Os acontecimentos mais dolorosos, em que caverna do humano cérebro guardamos? Que Cérbero, o Cão infernal grego, toma conta da entrada de nossos infernos pessoais? Terá este Cão três cabeças, como na antiga lenda?
Como nas lendas, histórias antigas, somos seres muito parecidos uns com os outros… Amamos o impossível, bebemos o vinho escuro do futuro, apostamos a última ficha num jogo que – sem chances de acerto – somos condenados a jogar. Esquecemo-nos com facilidade dos jardins antigos das casas de nossos avós e pais e aquele galho de rosas, tão frescas , pela manhã de nossa infância, aquele pedaço de muro com seus tijolos, aquele ladrilho do chão, aquele cheiro entre talco e perfume , aquela mão que conduzia, aquele anzol no dedo, aquela alegria e riso naturais… Tudo se perde no entranhamento da memória, tudo é luz que brilhou um instante, coisas que se apagam.
Somos, enfim, humanos.
O que nosso olho fotografou guarda-se mal e mal.

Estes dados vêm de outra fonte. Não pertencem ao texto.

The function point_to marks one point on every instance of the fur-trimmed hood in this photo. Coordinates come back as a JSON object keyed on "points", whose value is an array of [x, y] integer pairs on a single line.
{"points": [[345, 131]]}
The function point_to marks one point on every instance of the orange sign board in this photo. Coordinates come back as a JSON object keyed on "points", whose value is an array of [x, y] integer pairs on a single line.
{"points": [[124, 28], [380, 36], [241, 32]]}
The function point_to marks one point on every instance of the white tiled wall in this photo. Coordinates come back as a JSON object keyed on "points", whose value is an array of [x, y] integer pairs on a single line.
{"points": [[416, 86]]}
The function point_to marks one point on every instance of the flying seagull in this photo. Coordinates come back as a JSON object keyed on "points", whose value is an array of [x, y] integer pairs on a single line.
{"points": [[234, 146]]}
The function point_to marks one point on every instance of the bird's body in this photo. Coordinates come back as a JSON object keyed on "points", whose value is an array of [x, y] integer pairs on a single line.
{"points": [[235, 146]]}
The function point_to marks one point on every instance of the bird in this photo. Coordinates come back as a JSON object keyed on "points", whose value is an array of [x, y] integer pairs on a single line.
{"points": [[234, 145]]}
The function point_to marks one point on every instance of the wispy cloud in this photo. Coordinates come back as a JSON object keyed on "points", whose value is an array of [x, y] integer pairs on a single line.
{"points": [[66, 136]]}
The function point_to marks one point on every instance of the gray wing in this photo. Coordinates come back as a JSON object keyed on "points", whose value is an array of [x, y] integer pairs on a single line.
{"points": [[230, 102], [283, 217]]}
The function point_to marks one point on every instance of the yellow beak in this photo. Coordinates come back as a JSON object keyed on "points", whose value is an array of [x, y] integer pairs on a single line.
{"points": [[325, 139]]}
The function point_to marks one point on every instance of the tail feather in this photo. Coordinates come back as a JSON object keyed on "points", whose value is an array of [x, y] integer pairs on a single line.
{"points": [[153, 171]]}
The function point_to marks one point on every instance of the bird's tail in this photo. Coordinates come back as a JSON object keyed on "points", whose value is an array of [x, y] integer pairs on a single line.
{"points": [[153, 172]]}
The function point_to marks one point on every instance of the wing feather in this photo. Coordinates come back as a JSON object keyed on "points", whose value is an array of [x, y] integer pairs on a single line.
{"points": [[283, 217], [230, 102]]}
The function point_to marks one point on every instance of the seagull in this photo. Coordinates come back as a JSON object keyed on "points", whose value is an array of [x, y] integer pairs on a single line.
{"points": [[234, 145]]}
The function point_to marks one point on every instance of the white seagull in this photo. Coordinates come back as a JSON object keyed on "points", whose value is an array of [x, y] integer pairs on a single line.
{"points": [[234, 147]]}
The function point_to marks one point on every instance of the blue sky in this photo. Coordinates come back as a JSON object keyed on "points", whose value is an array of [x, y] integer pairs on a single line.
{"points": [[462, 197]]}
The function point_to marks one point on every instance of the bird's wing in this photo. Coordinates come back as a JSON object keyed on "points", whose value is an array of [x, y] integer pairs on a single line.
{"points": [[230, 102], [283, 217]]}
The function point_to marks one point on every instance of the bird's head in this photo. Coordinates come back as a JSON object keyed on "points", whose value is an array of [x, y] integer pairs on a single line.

Uma roseira, a mesa posta, um gato. Um anel que tu me deste era vidro e se quebrou, um cravo brigou com a rosa, um sei lá mais o quê. As pernas que não alcançam o chão da carteira da escola, a portuguesa língua : qual é a diferença, tia, entre ladra e ladrona?
Pedaços, reminiscências, fragilidades. Mas história, mas lembranças. Como se a vida fosse, na roseira carregada, a rosa de um vermelho intenso e vivo e seu botão.